See, now _this_ is why I lurk here… I'm here on the NE side of Indianapolis, whining about getting snubbed for $81, and here's Pat chiming-in from down under! 
That, gentlemen, is yet _another_ definition of cool.

I know, its all global these days, but still…

Pat, I did.


----------



## Prospect193 (Nov 30, 2011)

Good!!! And don't take no for an answer from Ebay, make sure they deal with this fool

Cheers
Pat


----------



## rdmtgm (Nov 25, 2011)

ColtsKurt, I just sold a KW on e-bay. Something apparently happened to it during shipping and it didn't work right for him so he is sending it back. Never gave me a chance to try and help, just opened a case without contacting me. Oh well, anyhow I should have it back in a couple of days so I can take a look.
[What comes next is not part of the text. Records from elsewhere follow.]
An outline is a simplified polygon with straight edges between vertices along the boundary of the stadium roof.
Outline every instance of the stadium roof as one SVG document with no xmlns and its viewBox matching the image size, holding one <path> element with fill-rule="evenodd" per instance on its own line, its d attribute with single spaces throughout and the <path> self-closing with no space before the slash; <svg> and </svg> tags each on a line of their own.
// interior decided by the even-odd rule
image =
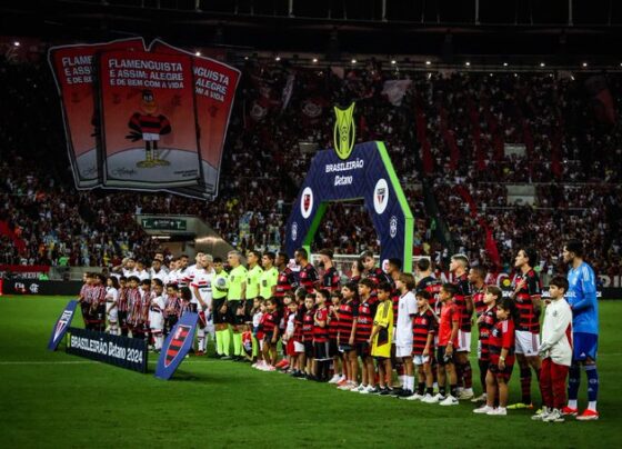
<svg viewBox="0 0 622 449">
<path fill-rule="evenodd" d="M 197 10 L 199 7 L 199 10 Z M 4 36 L 164 38 L 254 51 L 618 58 L 613 0 L 91 0 L 7 2 Z"/>
</svg>

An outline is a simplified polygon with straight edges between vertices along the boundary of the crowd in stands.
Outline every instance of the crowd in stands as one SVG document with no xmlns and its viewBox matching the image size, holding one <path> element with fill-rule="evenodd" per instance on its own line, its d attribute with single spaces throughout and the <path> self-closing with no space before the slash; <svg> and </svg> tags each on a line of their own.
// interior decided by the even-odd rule
<svg viewBox="0 0 622 449">
<path fill-rule="evenodd" d="M 332 106 L 357 101 L 358 140 L 387 142 L 418 218 L 415 255 L 443 252 L 448 242 L 434 229 L 444 221 L 450 243 L 474 263 L 511 267 L 515 247 L 533 242 L 542 248 L 546 270 L 559 263 L 558 240 L 580 237 L 596 270 L 620 270 L 622 133 L 614 122 L 606 123 L 606 104 L 604 120 L 599 116 L 585 79 L 564 73 L 407 73 L 382 70 L 373 61 L 341 71 L 249 62 L 242 71 L 219 197 L 205 203 L 164 193 L 77 191 L 48 68 L 0 62 L 6 86 L 0 100 L 13 104 L 0 111 L 0 221 L 26 242 L 20 252 L 10 237 L 0 236 L 0 262 L 56 265 L 66 255 L 70 265 L 107 266 L 127 255 L 141 258 L 157 242 L 137 225 L 137 212 L 195 214 L 242 250 L 279 249 L 289 208 L 314 153 L 301 142 L 332 147 Z M 391 79 L 412 80 L 401 102 L 382 94 Z M 621 82 L 606 77 L 613 111 L 620 109 L 615 93 Z M 288 83 L 291 96 L 283 94 Z M 506 156 L 505 143 L 522 146 L 524 154 Z M 424 206 L 423 178 L 430 181 L 439 217 Z M 510 204 L 505 182 L 536 182 L 534 206 Z M 499 249 L 496 261 L 482 249 L 482 220 Z M 362 203 L 331 206 L 315 247 L 338 253 L 377 251 L 378 238 Z"/>
</svg>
If you are still interested and I can fix it pretty easy I would be willing to sell pretty reasonable.
Randy


----------



## Big Ed (Jun 16, 2009)

Yes, it looks like he did the same thing 2 days earlier.
Then he did the same thing to you.

I saved his ID, I will make sure he doesn't get any business from me.:smokin:

I would definitely report him. :smilie_daumenneg:


----------



## Pontiac787 (Aug 14, 2011)

rdmtgm said:


> ColtsKurt, I just sold a KW on e-bay. Something apparently happened to it during shipping and it didn't work right for him so he is sending it back. Never gave me a chance to try and help, just opened a case without contacting me. Oh well, anyhow I should have it back in a couple of days so I can take a look. If you are still interested and I can fix it pretty easy I would be willing to sell pretty reasonable.
> Randy


Hi rdmtgm,

I recently had an experience where a seller shipped me an operating tower that wasn't the one in the pictures. The only way I could contact the seller about the "mix up" was to open a case. I wouldn't hold it against the buyer that he opened a case. I think it's the way ebay handles all returns now. I don't believe it has any affect on your ratings.


----------



## mikek (Dec 29, 2013)

*E-bay*

That seems to be the way with E-bay. You give anything but great feedback, and they open a dispute. All I did was to click the 'contact seller' button, and they think I am disputing or complaining. Even when I was leaving mediocre feedback they wanted to know if anything was wrong.


----------



## gunrunnerjohn (Nov 10, 2010)

They now open a dispute if you contact the seller at all after the sale is completed and you've paid. I've asked a simple question about something I bought and it opens a case!


----------



## rdmtgm (Nov 25, 2011)

As long as the KW comes back I wont hold it against him. I guess I am a little on edge I have sold a few things off and on over the past few years and never had a problem. Last week I sold 4 items and had some issue with every one of them.


----------



## ColtsKurt (Jan 28, 2012)

rdmtgm said:


> ColtsKurt, I just sold a KW on e-bay. Something apparently happened to it during shipping and it didn't work right for him so he is sending it back. Never gave me a chance to try and help, just opened a case without contacting me. Oh well, anyhow I should have it back in a couple of days so I can take a look. If you are still interested and I can fix it pretty easy I would be willing to sell pretty reasonable.
> Randy


Randy, most definitely interested. Thank you


----------